[英]Separating a long string with multiple delimiters into multiple columns
I have data formatted as such: 我有这样格式化的数据:
X Raw data
1 %100,02231, ,001,013, -00007,000,999 &IC ,001,013 >vs ,0652 ?2 ,2 ,00007 .vss ,0655 ?2 ,2 ,00007 .mdb ,0700 ?2 ,2 ,00007 .arn ,0704 ?1 ,1
2 %100,02231, ,001,023, -00008,000,999 &IC ,001,023 >vs ,0652 ?3 ,3 ,00008 .vss ,0655 ?2 ,2 ,00008 .mdb ,0700 ?2 ,2 ,00008 .arn ,0704 ?1 ,1 ,00008 +gs ,0713,0714 ?2 ,2 ,00008 .bzl ,0719 ?2 ,2 ,00008 .krg ,0724 ?1 ,1
Etc. 等等。
I want to transform this raw data into a nice table shape. 我想将这些原始数据转换成漂亮的表格形状。 I know how to separate certain things using the separate function of
tidyr
like so: 我知道如何使用
tidyr
的单独功能将某些东西分开, tidyr
所示:
DFx <- separate(DF, Raw.data, into="Starting station", sep=">", extra="warn", fill = "right")
>
for example indicates the starting station. >
例如表示起始站。 &
will indicate the train type. &
将指示火车类型。 In the above example it will separate the starting station from the rest. 在上面的示例中,它将起始站点与其余站点分开。 I am looking for the best way to put this big dataset (only sampled a part of the lines) into a nice table.
我正在寻找将这个大数据集(仅对部分行进行采样)放入漂亮表的最佳方法。 I am not afraid of a bit of manual labour, but just looking for any pointers that can put me in the right direction.
我不怕一点体力劳动,只是在寻找可以使我朝正确方向前进的任何指针。 Thanks.
谢谢。
The timetbls.dat file that I use can be downloaded from: here 我用的timetbls.dat文件可以从以下网址下载: 点击这里
Document about data format (unfortunately in Dutch, but maybe it can help some because you can still see the outline of the data), see pages 9/28-11/28: here 有关数据格式的文档(不幸的是,使用荷兰语,但可能会有所帮助,因为您仍然可以看到数据的轮廓),请参阅第9 / 28-11 / 28页: 此处
Bedankt voor de documentatie! 记录文件!
Let's get this large bit of code out of the way first (scroll past it for some commentary and notes on the list format): 让我们先将大量代码移开(滚动过去以获取列表格式的一些注释和注释):
# Reference: Section 5 of IFF Standaard
parse_iff_timetable <- function(path) {
suppressPackageStartupMessages({
require("stringi", quietly = TRUE, warn.conflicts = FALSE)

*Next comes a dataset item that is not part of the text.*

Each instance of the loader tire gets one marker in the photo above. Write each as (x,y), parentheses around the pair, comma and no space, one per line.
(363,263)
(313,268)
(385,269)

require("tidyverse", quietly = TRUE, warn.conflicts = FALSE)
})
lines <- stri_read_lines(path.expand(path)) # read in all the lines
starts <- which(grepl("^#", lines)) # find all the records
ends <- c(starts[-1], length(lines))
pb <- progress_estimated(length(starts)) # this took 3m on my system so progress bars might be handy
map2(starts, ends, ~{
pb$tick()$print()
rec_num <- ""
rec <- list(service = list(), stop = list())
index <- 0
for (l in lines[.x:.y]) { # iterate over the record
if (stri_sub(l, 1, 1) == "#") { # (ritnummer)
stri_sub(l, 1, 1) <- ""
rec_num <- l
} else if (stri_sub(l, 1, 1) == "%") { # (vervoerder)
stri_sub(l, 1, 1) <- ""
tmp <- stri_trim_both(stri_split_fixed(l, ",")[[1]])
set_names(
tmp, c("company_number", "service_number", "variant", "first_stop",
"last_stop", "service_name")
) -> tmp
rec$service <- append(rec$service, list(as.list(tmp)))
} else if (stri_sub(l, 1, 1) == "-") { # (voetnoot)
stri_sub(l, 1, 1) <- ""
tmp <- stri_trim_both(stri_split_fixed(l, ",")[[1]])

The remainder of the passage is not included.